The 34-day Israeli blitz had killed up to 1,200 Lebanese civilians and left the country’s hard-won infrastructure in tatters.
"We are concerned that the damage done to the Government’s reputation in the Arab and Islamic world may affect its ability to influence the political situation in the Middle East," said the MPs.
"We recommend that…the Government set out what action it is taking to improve its influence and reputation in the Arab and Islamic world."
The MPs urged direct engagement with Hizbullah lawmakers.
"We conclude that Hizbullah is undeniably an important element in Lebanon’s politics," the report said.
"We recommend that the Government should engage directly with moderate Hizbullah Parliamentarians."
The parliamentary report blasted the British policy vis-à-vis the Palestinian resistance group Hamas.
"The decision not to speak to Hamas in 2007 following the Makkah agreement has been counterproductive," it insisted.
The MPs said the British and Western attitude towards Hamas had undermined the Palestinian unity government and failed to resolve factional violence.

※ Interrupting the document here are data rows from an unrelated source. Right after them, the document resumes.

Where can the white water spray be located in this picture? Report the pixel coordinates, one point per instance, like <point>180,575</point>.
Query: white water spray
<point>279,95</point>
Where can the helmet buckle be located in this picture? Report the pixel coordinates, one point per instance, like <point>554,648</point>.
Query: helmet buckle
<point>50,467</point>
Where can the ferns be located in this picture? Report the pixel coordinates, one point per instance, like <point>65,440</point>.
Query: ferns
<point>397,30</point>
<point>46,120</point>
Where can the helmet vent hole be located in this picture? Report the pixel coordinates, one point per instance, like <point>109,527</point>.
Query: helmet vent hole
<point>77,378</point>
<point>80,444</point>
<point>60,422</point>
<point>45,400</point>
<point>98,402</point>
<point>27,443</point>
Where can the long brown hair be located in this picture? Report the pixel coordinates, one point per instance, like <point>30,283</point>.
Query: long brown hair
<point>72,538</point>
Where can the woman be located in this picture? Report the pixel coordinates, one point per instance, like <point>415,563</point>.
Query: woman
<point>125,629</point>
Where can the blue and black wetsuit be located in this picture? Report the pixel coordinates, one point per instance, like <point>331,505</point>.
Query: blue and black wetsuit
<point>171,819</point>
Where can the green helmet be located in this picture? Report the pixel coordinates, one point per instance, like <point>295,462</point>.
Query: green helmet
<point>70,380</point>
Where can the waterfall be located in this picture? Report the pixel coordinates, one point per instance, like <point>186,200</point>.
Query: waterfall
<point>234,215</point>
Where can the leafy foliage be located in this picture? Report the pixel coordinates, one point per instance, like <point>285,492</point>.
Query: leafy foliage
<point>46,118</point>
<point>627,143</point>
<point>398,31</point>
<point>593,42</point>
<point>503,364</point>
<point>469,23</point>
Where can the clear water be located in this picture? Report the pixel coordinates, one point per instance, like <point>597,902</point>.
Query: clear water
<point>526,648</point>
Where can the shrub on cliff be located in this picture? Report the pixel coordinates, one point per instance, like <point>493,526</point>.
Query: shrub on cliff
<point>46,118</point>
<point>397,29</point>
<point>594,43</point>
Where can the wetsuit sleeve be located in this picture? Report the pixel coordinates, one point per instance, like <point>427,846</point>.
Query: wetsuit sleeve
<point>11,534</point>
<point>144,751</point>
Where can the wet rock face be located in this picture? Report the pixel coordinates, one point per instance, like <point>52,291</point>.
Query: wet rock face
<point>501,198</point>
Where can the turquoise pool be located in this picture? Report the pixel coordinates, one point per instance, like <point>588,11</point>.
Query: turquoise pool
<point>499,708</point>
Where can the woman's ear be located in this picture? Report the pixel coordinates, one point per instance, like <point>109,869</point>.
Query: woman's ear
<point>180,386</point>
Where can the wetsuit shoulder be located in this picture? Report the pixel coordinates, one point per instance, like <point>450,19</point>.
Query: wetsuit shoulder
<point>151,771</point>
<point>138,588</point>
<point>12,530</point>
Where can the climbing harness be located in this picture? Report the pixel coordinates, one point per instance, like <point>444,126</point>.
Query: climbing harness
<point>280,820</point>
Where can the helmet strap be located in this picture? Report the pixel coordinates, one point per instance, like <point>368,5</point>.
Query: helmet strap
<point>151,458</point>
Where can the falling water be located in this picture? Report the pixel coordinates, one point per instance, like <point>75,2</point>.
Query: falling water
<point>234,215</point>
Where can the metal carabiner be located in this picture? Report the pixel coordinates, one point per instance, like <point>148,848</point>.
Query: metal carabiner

"The unwillingness of the EU to modify the financial boycott of the Palestinian Authority following the Makkah agreement was very damaging."
Orchestrated by the US, the West imposed a crippling financial embargo on the Palestinians after Hamas was voted to power last year.
Even after a Saudi-brokered deal resulted in the formation of a national unity government involving the Fatah movement of Palestinian President Mahmoud Abbas, the boycott remained in place.
A January report by the parliamentary International Development Committee said this boycott pushed the Hamas-led government to seek support from other parties, including Iran.
The House of Commons Foreign Affairs Committee urged Prime Minister Gordon Brown to rethink British policy on Hamas.
"The Government should urgently consider ways of engaging politically with moderate elements within Hamas as a way of encouraging it to meet the three Quartet principles."
It warned against pursuing a "West Bank first" policy while isolating the Hamas-run Gaza Strip.
"We recommend that the Government urge President Abbas to come to a negotiated settlement with Hamas with a view to re-establishing a national unity Government across the Occupied Palestinian Territories."
Italian Prime Minister Romano Prodi made a similar recommendation a day earlier.
"Hamas exists. It’s a complex structure that we should help to evolve — but this should be done with transparency," Prodi told a conference in central Italy Sunday, August 12.
"One must push for dialogue so that it happens, and not shut anyone out of dialogue."
Backed by the US, Abbas has ruled out any talks with rival Hamas.
Failing Iraq Surge
The House of Commons Foreign Affairs Committee said the US troop surge in Iraq is likely to fail.
"It is too early to provide a definitive assessment of the US ‘surge’ but it does not look likely to succeed," it concluded in its comprehensive report.
US President George Bush ordered the deployment of additional 30,000 troops to stabilize the Iraqi capital in February.
But despite the buildup, violence has been continuing unabated.
"The committee believes that the success of this strategy will ultimately ride on whether Iraq’s politicians are able to reach agreement on a number of key issues."
The report called on the Brown government to take actions to foster political reconciliation in Iraq.
"This should include a section on how the Government is working to ensure the Iraqi Government meets its human rights obligations and makes a fair allocation of oil and gas revenue."